Similar insulin secretory response to a gastric inhibitory polypeptide bolus injection at euglycemia in first-degree relatives of patients with type 2 diabetes and control subjects

Insulin secretion following the intravenous infusion of gastric inhibitory polypeptide (GIP) is diminished in patients with type 2 diabetes and at least a subgroup of their first-degree relatives at hyperglycemic clamp conditions. Therefore, we studied the effects of an intravenous bolus administration of GIP at normoglycemic conditions in the fasting state. Ten healthy control subjects were studied with an intravenous bolus administration of placebo, and of 7, 20, and 60 pmol GIP/kg body weight (BW), respectively. Forty-five first-degree relatives of patients with type 2 diabetes and 33 matched control subjects were studied with (1) a 75-g oral glucose tolerance test (OGTT) and (2) an intravenous bolus injection of 20 pmol GIP/kg BW with blood samples drawn over 30 minutes for determination of plasma glucose, insulin, C-peptide, and GIP. Statistical analysis applied repeated-measures analysis of variance (ANOVA) and Duncan’s post hoc tests. Insulin secretion was stimulated after the administration of 20 and of 60 pmol GIP/kg BW in the dose-response experiments ( P < .0001).

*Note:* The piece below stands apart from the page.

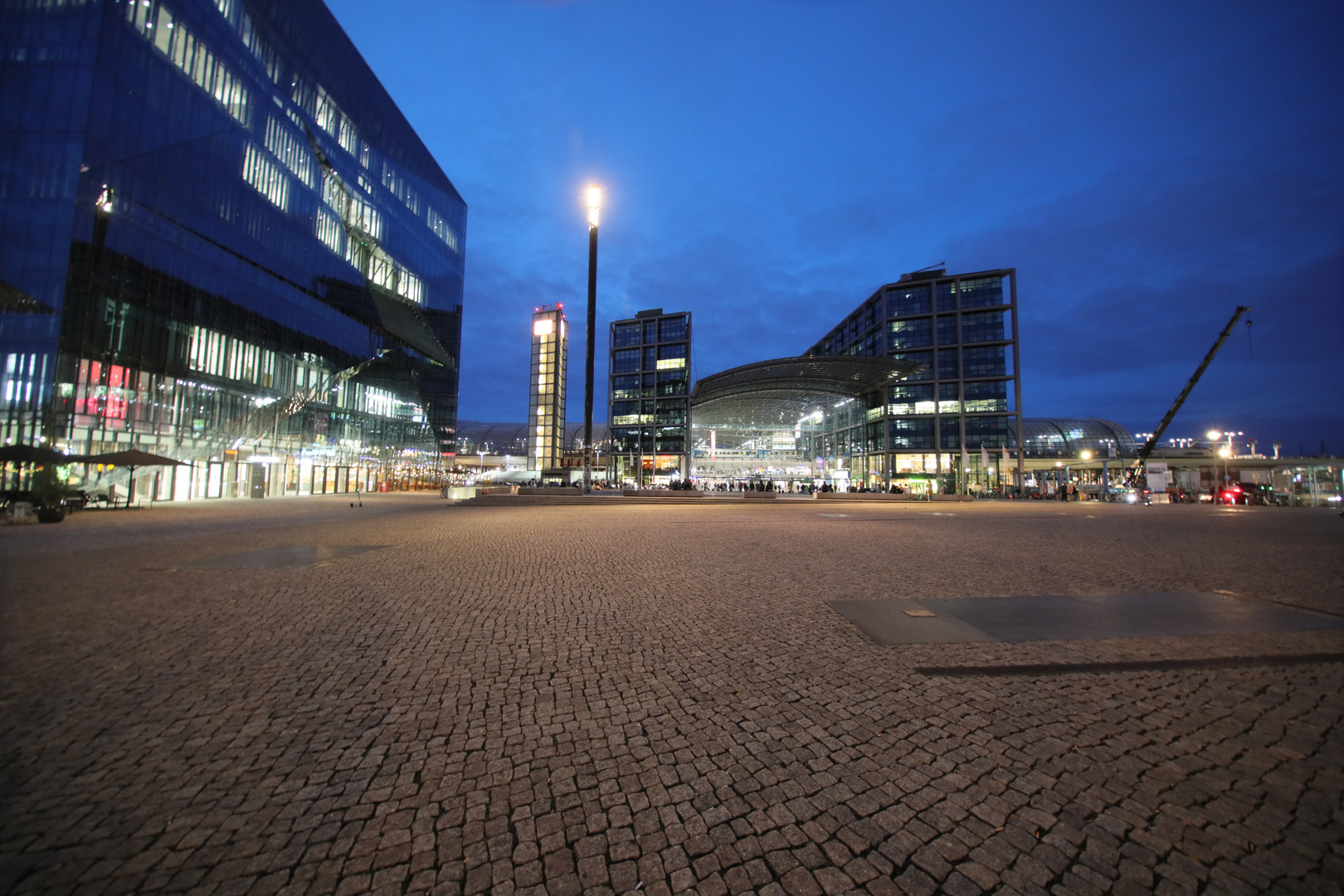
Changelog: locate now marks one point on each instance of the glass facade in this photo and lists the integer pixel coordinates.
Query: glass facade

GIP administration (20 pmol/kg BW) led to a significant rise of insulin and C-peptide concentrations in the first-degree relatives and control subjects ( P < .0001), but there was difference between groups ( P = .64 and P = .87, respectively). Also expressed as increments over baseline, no differences were apparent (Δ insulin, 7.6 ± 1.2 and 7.6 ± 1.6 mU/L, P = .99; Δ C-peptide, 0.35 ± 0.06 and 0.38 ± 0.08 ng/mL, P = .75). Integrated insulin and C-peptide responses after GIP administration significantly correlated with the respective insulin and C-peptide responses after glucose ingestion (insulin, r = 0.78, P < .0001; C-peptide, r = 0.35, P = .0015). We conclude that a reduced insulinotropic effect of GIP in first-degree relatives of patients with type 2 diabetes cannot be observed at euglycemia. Therefore, a reduced GIP-induced insulin secretion in patients with type 2 diabetes and their first-degree relatives at hyperglycemia is more likely due to a general defect of B-cell function than to a specific defect of the GIP action.